2014/12/17

アクチュアリーとは&なるためには

分野: その他  レベル: アクチュアリー

確率論や統計学などの数学を使う職業と言われる「アクチュアリー」について。2014年現在の情報について自分が知っていることをまとめました。

アクチュアリーとは

数学科に進むと研究者,教育者になる人が多いですが金融系などの会社に就職する人もいます。

その中でも就職先として人気が高いのがアクチュアリー。保険会社などで確率論や統計学を用いて,「保険料の算出」「保険商品の作成」「決算業務」「資産運用」などなど様々な業務を行います。主に生命保険,損害保険,年金の3分野で活躍しています。
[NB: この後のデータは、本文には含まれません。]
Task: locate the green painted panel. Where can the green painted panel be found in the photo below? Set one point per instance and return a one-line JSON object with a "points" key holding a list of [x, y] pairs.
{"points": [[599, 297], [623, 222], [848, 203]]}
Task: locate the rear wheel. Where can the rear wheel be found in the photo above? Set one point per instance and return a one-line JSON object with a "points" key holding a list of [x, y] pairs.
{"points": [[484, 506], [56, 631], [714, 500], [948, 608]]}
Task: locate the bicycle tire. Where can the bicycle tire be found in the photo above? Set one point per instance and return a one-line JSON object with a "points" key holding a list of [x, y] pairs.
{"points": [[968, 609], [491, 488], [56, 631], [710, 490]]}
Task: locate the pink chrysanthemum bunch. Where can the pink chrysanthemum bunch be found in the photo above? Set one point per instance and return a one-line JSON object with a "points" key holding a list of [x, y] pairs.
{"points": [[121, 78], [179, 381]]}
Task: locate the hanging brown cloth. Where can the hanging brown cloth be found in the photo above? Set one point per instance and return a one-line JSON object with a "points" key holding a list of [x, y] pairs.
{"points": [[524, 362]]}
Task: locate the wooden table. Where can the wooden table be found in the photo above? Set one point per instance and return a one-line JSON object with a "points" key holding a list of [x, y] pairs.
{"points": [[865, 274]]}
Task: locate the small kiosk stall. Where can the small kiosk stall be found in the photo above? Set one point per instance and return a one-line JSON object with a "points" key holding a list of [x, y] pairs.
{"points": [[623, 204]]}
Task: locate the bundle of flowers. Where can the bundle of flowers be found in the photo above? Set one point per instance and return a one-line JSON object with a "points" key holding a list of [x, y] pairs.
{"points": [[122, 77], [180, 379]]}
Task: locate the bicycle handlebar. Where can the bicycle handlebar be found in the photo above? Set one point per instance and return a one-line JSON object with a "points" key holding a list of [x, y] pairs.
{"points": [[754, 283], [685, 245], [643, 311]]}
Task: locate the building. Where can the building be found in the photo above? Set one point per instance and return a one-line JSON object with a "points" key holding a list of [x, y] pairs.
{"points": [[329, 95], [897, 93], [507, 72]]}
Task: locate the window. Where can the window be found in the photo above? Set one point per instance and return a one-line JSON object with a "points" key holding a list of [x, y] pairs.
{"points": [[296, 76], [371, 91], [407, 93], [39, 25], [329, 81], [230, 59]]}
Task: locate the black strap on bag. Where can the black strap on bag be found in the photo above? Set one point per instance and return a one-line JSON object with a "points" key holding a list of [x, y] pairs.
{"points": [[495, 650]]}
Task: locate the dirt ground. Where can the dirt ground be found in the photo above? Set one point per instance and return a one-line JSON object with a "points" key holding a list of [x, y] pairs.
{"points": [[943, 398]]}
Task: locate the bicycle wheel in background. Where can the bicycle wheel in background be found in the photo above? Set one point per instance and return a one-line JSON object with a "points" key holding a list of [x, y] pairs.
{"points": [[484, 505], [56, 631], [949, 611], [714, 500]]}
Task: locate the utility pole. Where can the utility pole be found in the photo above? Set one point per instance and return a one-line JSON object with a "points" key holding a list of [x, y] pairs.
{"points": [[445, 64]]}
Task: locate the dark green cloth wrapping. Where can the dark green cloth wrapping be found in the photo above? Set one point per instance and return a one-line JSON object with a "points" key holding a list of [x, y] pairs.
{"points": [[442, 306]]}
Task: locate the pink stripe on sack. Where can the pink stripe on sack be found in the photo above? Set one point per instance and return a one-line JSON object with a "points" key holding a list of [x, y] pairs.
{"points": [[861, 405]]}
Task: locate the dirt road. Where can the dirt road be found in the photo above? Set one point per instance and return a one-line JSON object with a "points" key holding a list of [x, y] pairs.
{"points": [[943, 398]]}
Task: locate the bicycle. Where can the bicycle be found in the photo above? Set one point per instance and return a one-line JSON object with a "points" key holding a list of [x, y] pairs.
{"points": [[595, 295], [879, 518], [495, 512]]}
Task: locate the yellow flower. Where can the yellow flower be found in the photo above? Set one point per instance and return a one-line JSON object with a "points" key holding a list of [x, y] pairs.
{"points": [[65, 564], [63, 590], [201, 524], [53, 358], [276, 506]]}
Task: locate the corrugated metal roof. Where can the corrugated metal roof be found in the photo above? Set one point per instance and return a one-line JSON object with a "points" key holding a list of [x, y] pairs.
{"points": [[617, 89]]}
数学科からの就職先として人気が高いですが,数学科以外でもアクチュアリーはいます。中には文系の人もいるようです。

よいこと

  • 資格を持っとけば食いっぱぐれないだろうという安心感。
  • (多くの企業では)本社勤務→転勤がない。
  • お給料など待遇面も安定。
  • 「エリート」という世間の一部の認識

よくないこと

  • 専門的な数学は必要としない。巷では四則演算できてExcel使えれば十分とさえ言われるくらい。「ガチで高度な数学をしたい」という欲求は満たせないと思います。
  • 資格取るのが大変,内定取るのも大変。
  • 「数学しかできない」という世間の一部の認識(これは間違っていると思います。実際アクチュアリーの方は話すのがうまい方が多いです。)

アクチュアリーになるには

1:アクチュアリーの資格を取る
2:アクチュアリーを採用している企業から内定をもらう

  • アクチュアリーの資格試験については後述しますが,多くの人は入社後(内定後)に取ることになります。資格試験の中でもかなり難しい試験です。
  • 2も難しいです。アクチュアリーは人気がある割にポストが少ないので狭き門です。数学ができるだけでは就活は突破できません。(他の職業でもそうですが)アクチュアリーは特に,他人に分かりやすく説明する力が重要なので,普段から意識しておくとよいでしょう。

資格試験について

学部3年生から受験できますが,多くの人は内定をもらった年,入社後に勉強して資格を取得することになります。受験チャンスは年に1回。クリスマスあたりです。取った科目は(年会費を払う必要がありますが)キープできます。

最近では内定前に就活対策として何科目か受験する学生もいます。実際に就活に役立つかどうかは分かりません。(個人的な意見としては「資格は就活に少しは役立つが,面接できちんと話せることの方が重要」だと思う。)

最短だと2年(1年目に1次試験5科目全部合格→2年目に2次試験2科目合格)で取れますが,多くの人は3〜5年以上かかります。

合格率は非常に低いですが,実際は申し込んだだけで受験していない人や記念受験する人もいるようで,きちんと勉強した人の合格率は「非常に低い」ということはありません。ただし「時間が作れない」「つまらない,飽きた」などの理由から「きちんと勉強するのが辛い→結果合格できない」という感想は多く聞きます。

1次試験

  • 数学,生保数理,損保数理,年金数理,会計・経済・投資理論という5つの科目があります。
  • 基礎的な知識を問うもので,マーク式です。
  • 合格点は60点。合格率が年によってかなり異なるので運の要素も大きい。
  • 1次試験に1科目でも受かった人を研究会員,5科目受かれば準会員となります。

2次試験

  • 生保,年金,損保の三つのコースから一つ選びます。それぞれ2科目あります。
  • 専門的な知識を問うもので論述が中心。覚えることが非常に多く,突破するのが難しい。
  • 2次試験に受かった人は正会員となります。

(自分はアクチュアリーではありません,2次試験は受けていません,補足などあればご連絡下さい。)

2014年アク試験は今日までの3日間でした。受験された方,お疲れ様でした。